The Hungarian Cultural Center presents

DATES: May 15 – July 6, 2007
Opening reception on Tuesday, May 15, 7:30pm
PLACE: Hungarian Cultural Center, 447 Broadway, 5th Floor, NYC
ADMISSION: Free
Entrance Gate of The Life Sciences Institute, University of Debrecen, Hungary, 2005
János Megyik has been investigating the relationship between structures of space in sculpture and architecture, and their planar projection in paintingsince the early 1960s. From his earlier geometric models of imaginary spaces that were constructed of sticks, to his recent metal-sheet pieces, Megyik has worked with the method of perspective and projective geometry.
Interested in how the plane or the screen is defined in geometry as a spatial element, his flat metal pieces – tilted against the wall or framed in glass box containers – transcend their status as images and planes and appear as objects. Drawing on the artistic traditions of Constructivism and Minimalism, Megyik’s work investigates how dualities of spatial and pictorial, image and object, vision and knowledge, have been produced and perceived in Western culture.
Biography János Megyik (b. 1938) emigrated to Vienna in 1956, where he studied painting at the Akademie der bildenden Künste and the Akademie für Angewandte Kunst. In the 1960s, Megyik lived in Vienna and Paris, actively participating in the activities of Magyar Műhely (Hungarian Studio), a Paris-based group of immigrant artists and intellectuals. Besides his architectural metal and wooden constructions, in the 1970s, he also worked as a designer for such companies as Rosenthal Studio-Haus and Amboss.

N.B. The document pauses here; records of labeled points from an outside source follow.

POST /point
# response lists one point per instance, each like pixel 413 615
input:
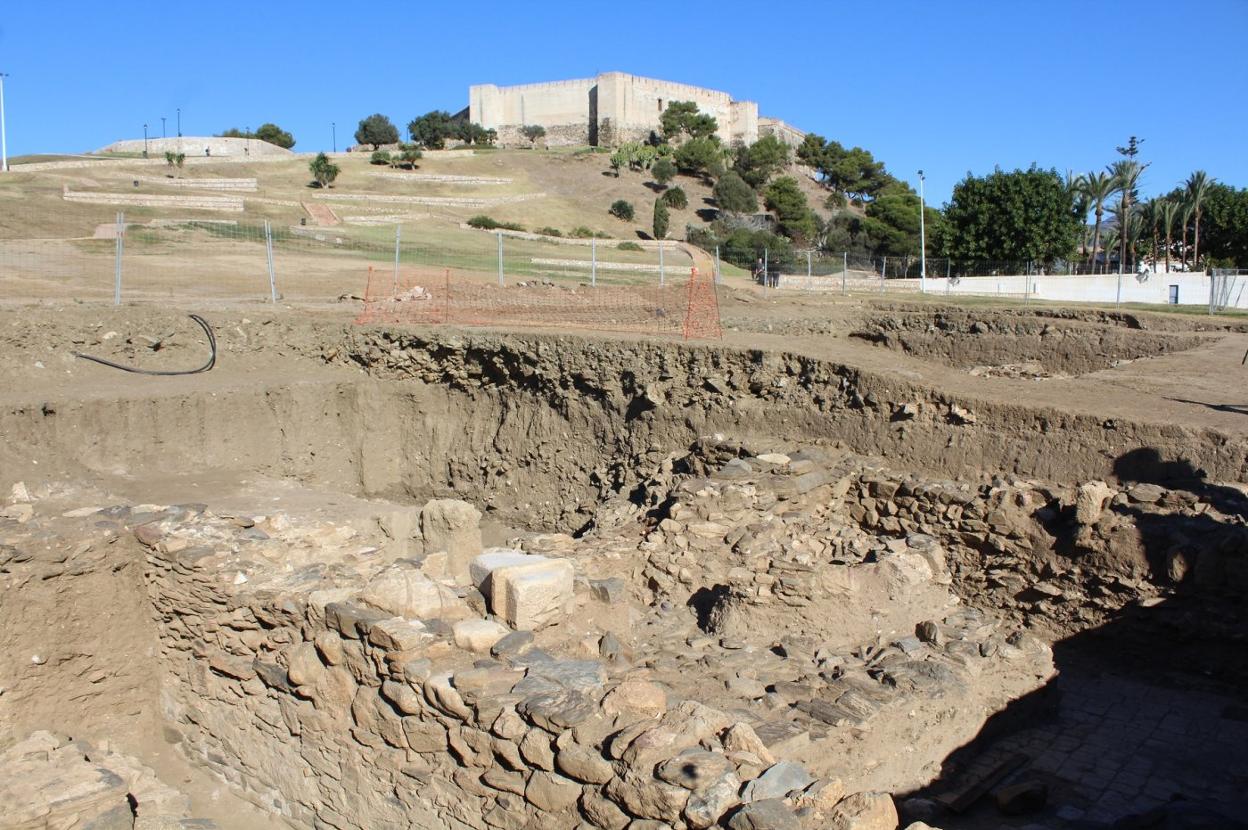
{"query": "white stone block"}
pixel 533 595
pixel 491 561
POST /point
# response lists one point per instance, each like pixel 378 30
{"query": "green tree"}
pixel 700 156
pixel 1197 187
pixel 323 170
pixel 622 209
pixel 1226 224
pixel 432 129
pixel 472 132
pixel 663 170
pixel 273 134
pixel 761 160
pixel 682 117
pixel 1021 215
pixel 1167 216
pixel 660 220
pixel 408 155
pixel 376 130
pixel 734 196
pixel 1097 189
pixel 784 197
pixel 1126 172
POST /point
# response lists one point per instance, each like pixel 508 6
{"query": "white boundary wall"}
pixel 1150 287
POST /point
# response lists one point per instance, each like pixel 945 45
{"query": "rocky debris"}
pixel 50 781
pixel 453 527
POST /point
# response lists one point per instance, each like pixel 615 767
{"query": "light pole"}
pixel 4 142
pixel 922 240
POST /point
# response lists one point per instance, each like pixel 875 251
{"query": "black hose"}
pixel 212 357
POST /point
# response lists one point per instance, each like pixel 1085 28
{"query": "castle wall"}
pixel 605 110
pixel 560 106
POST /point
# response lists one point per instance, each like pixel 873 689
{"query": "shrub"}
pixel 376 130
pixel 660 219
pixel 734 196
pixel 323 170
pixel 489 224
pixel 623 210
pixel 663 170
pixel 675 199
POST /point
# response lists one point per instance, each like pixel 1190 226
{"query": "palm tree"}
pixel 1197 189
pixel 1127 175
pixel 1097 187
pixel 1184 217
pixel 1167 212
pixel 1151 216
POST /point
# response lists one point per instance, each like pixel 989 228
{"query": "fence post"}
pixel 499 258
pixel 117 249
pixel 268 251
pixel 398 235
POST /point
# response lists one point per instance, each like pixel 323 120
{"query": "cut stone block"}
pixel 478 635
pixel 532 595
pixel 481 568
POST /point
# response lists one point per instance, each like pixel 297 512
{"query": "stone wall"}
pixel 605 110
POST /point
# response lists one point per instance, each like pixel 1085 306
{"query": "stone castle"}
pixel 610 109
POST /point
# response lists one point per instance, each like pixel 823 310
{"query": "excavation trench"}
pixel 776 558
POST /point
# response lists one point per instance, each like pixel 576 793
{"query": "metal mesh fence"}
pixel 222 258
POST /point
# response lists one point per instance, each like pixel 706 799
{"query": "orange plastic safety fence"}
pixel 688 310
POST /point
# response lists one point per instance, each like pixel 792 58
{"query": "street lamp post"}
pixel 4 141
pixel 922 240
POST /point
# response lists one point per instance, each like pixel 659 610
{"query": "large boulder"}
pixel 403 590
pixel 452 526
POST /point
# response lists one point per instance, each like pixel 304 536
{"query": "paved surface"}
pixel 1120 747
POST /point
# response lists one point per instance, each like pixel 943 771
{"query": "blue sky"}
pixel 946 86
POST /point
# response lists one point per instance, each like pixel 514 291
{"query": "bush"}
pixel 623 210
pixel 489 224
pixel 660 220
pixel 323 170
pixel 675 199
pixel 376 130
pixel 663 170
pixel 734 196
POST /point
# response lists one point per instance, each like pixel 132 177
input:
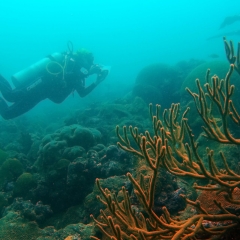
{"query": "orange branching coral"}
pixel 165 148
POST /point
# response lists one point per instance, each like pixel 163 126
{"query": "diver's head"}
pixel 84 58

Megyik’s work has been supported, among others, by the Pollock–Krasner Foundation and the Künstlerhaus des Landeshaupstadt in Munich. He had solo exhibitions in the Museum moderner Kunst in Vienna, and in the Kunsthalle of Hamburg and Budapest. His work is represented in the collection of the Museum moderner Kunst, the Hamburger Kunsthalle, the Kestner–Museum in Hannover, the Museum of Fine Arts, and the Hungarian National Gallery in Budapest, as well as in numerous private collections. In 2006, Megyik was awarded the prestigious Kossuth Prize of the Hungarian Government. He lives and works in Budapest and Kötcse, Hungary.